The headache was chiefly peculiar in that it had no peculiarities. It came on at very irregular intervals, and from no apparent cause, and lasted a few hours or as many days. In no other respect did the system suffer. I had been recently introduced in this family, a family of decidedly allopathic tendencies, and they evidently expected my remedies to cure that headache if they possessed any virtues whatever. With very little on which to hang a prescription, one's imagination must perforce be drawn upon; and nux was given upon the supposition that the patient, being a good liver, was overfed. Again belladonna was prescribed for real or fancied turgescence of the cerebral bloodvessels. Or sepia, when the derangement was thought to have followed the climacteric. Anon mercury was exhibited, chiefly because no other remedy was indicated. Again sulphur, since that remedy is to be poured in as shrapnel, when no target is visible for a ball. Still the disease was not even mitigated, either in frequency or severity.

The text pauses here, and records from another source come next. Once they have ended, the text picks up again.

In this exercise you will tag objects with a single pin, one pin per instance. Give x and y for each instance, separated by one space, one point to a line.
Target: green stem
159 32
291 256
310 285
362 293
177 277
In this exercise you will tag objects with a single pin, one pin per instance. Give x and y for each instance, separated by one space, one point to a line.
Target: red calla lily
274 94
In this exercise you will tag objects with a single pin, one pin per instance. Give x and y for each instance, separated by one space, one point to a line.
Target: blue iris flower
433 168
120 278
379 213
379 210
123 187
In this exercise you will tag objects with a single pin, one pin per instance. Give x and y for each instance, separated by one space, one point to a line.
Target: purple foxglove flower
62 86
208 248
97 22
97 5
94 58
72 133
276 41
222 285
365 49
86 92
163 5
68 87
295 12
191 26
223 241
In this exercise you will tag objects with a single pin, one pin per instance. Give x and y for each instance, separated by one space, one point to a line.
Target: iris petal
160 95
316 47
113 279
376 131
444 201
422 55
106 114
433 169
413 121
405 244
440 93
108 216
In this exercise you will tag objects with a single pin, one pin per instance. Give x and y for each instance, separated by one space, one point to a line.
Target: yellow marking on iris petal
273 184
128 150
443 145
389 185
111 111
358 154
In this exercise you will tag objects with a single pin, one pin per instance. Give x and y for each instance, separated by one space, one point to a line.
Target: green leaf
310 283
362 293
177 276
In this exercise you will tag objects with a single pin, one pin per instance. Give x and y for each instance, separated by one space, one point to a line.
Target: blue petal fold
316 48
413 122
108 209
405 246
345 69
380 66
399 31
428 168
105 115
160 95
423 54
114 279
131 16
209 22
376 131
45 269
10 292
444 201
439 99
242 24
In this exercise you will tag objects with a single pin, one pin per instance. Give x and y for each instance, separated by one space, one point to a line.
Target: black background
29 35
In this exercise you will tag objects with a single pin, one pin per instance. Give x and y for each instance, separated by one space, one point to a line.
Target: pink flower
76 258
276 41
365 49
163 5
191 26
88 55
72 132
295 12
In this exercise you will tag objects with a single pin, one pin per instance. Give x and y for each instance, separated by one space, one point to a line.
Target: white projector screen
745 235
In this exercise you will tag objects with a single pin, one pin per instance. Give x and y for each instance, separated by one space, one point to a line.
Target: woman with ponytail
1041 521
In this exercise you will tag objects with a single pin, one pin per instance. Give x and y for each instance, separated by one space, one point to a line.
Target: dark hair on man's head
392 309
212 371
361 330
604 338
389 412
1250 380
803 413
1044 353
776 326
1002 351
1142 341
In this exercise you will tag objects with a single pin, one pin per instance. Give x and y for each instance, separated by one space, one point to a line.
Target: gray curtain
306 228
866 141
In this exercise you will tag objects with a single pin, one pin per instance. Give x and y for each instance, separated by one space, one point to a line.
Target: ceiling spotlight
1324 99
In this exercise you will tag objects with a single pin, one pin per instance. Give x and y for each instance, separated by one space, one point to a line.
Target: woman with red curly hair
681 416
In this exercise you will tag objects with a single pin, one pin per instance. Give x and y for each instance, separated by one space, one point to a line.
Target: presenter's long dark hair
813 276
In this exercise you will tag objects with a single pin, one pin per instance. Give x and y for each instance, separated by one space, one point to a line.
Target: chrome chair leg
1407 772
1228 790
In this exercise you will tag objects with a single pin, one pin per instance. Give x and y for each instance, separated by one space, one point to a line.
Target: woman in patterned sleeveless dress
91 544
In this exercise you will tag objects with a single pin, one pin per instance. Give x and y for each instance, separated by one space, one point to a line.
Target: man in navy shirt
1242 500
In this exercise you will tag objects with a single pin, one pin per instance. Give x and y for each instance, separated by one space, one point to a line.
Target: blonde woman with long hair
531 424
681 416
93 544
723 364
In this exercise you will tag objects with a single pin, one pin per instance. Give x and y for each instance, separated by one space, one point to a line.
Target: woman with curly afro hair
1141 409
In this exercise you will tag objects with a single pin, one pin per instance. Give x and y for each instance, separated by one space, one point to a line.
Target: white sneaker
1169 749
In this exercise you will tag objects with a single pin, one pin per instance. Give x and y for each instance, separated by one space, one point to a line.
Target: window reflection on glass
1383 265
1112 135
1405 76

After repeated attempts, two symptoms only were discovered, - the pain was most severe at the vertex, and was sometimes accompanied with vertigo. This reduced the possible number of remedies from forty to fourteen. After perhaps a year's occasional prescribing, when riding by the house, musing on the unalloyed bliss of a physician's life, a group of excited persons were seen in the yard beckoning me to approach. The lady had suddenly become very dizzy, and fallen heavily to the ground. It resembled a paralytic seizure, but no symptoms ensued that should have followed an attack of that kind. From this time the paroxysms increased in frequency and severity, especially the vertigo, which detained her in bed often for three days.

After a time, and led possibly by these symptoms, it occurred to me that the lady's hair retained its color in quite a remarkable degree, and questions were put on this subject.

With an embarrassment that would have been charming in a lass of fourteen, the punctiliously truthful old lady confessed that she had used a little-just a little of a hair-dressing that she knew to be harmless, as she had used it for a long time. By dint of persuasion the bottle was produced, and a sample obtained, which, when tested, was found to be strongly impregnated with lead. This discovery was convincing; the strictly "Vegetable Hair Renewer" was abandoned; and simultaneously with the appearing of a light streak where the hair was parted, the much-combated headache voluntarily retired from the field. No other symptoms of lead-poisoning could be found, save those stated in the above report.